Uwe Fink investigated specific infrared absorption bands of Pluto and detected significant amounts of methane gas believed to be unusual for such a small body.
Although Pluto was discovered in 1930, not much was known about this body until photometry made possible detailed spectroscopic observations in the 1970’s and 1980’s. Its orbit, for example, is the most eccentric in the solar system, varying in distance from 4.4 to 7.4 billion kilometers. This very elliptical orbit results in significant temperature variations during its orbital year.
In 1976, methane ice was discovered on Pluto’s surface. Previously, astronomers assumed the surface was dark, which would have explained its dimness; methane ice, however, reflects a high percentage of sunlight, and researchers came to believe that Pluto is faint not because it is dark but because it is small. Photoelectric observations made of Pluto have revealed considerable brightness variations. Analysis of these variations indicates that they are caused by irregularities in surface reflection.
Previous investigations using absorption spectra had suggested the existence of a methane atmosphere, but imaging instruments at that time were not sensitive enough in the stronger absorption bands to be conclusive. Response was generally weak in wavelengths below 900 nanometers, where absorption bands may be present but are difficult to detect.
In May, 1980, a team led by Uwe Fink of the University of Arizona completed observations of Pluto using the 155-centimeter Catalina telescope. The team constructed a low-resolution spectrograph to which was attached a silicon charge-coupled device (CCD). A CCD typically contains a quarter million microscopic, light-sensitive diodes in a space the size of a postage stamp. CCDs are capable of detecting both bright and faint objects and are much more sensitive than photographic plates. The CCD was manufactured by Texas Instruments and arranged in an array containing twenty-five hundred elements in a 500-by-500 matrix only 15.2 microns square. To enhance the detection capability, the array was cooled to -120 degrees Celsius. Both the electronics and the detector were built at the California Institute of Technology for use by the investigation group of the Space Telescope Wide Field Planetary Camera.

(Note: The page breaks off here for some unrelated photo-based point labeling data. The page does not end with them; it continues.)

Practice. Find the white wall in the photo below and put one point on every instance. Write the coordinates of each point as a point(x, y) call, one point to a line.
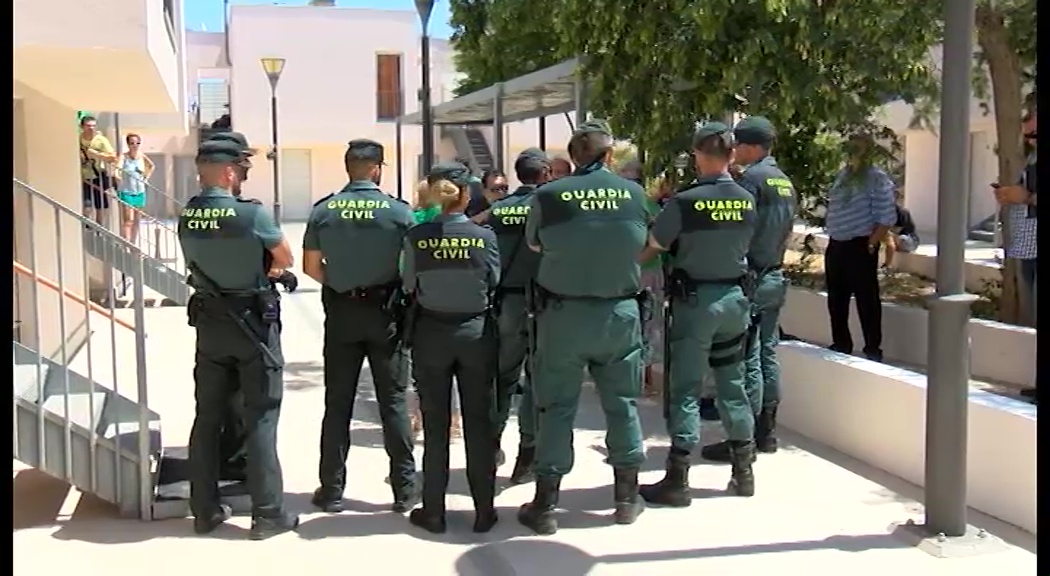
point(45, 156)
point(876, 413)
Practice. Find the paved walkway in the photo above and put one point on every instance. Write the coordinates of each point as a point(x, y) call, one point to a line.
point(815, 510)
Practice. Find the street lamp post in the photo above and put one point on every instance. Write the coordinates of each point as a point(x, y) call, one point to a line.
point(424, 8)
point(273, 67)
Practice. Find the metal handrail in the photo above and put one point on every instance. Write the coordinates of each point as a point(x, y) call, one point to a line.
point(149, 186)
point(47, 323)
point(19, 269)
point(154, 236)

A spectrograph was assembled at the Lunar and Planetary Laboratory of the University of Arizona and designed for use with the CCD array. The spectrograph utilized a transmission diffraction grating, with a total spectral range of 570-1,100 nanometers and a resolution capability of 1.1 nanometers for first-order spectra. The longer-wavelength threshold of 1,100 nanometers was determined by the CCD sensitivity, and the shorter wavelength limit was set by the response of a special filter built to eliminate overlapping spectral orders.
The Fink team observed Pluto, and its light, which was allowed to fall upon the spectrograph’s entrance slit, was imaged directly on the CCD array. The width of the slit, although very small at 18 millimeters, allowed adequate coverage of the background sky. When contrasted to Pluto, the sky background was distinct but only one-tenth as strong as Pluto.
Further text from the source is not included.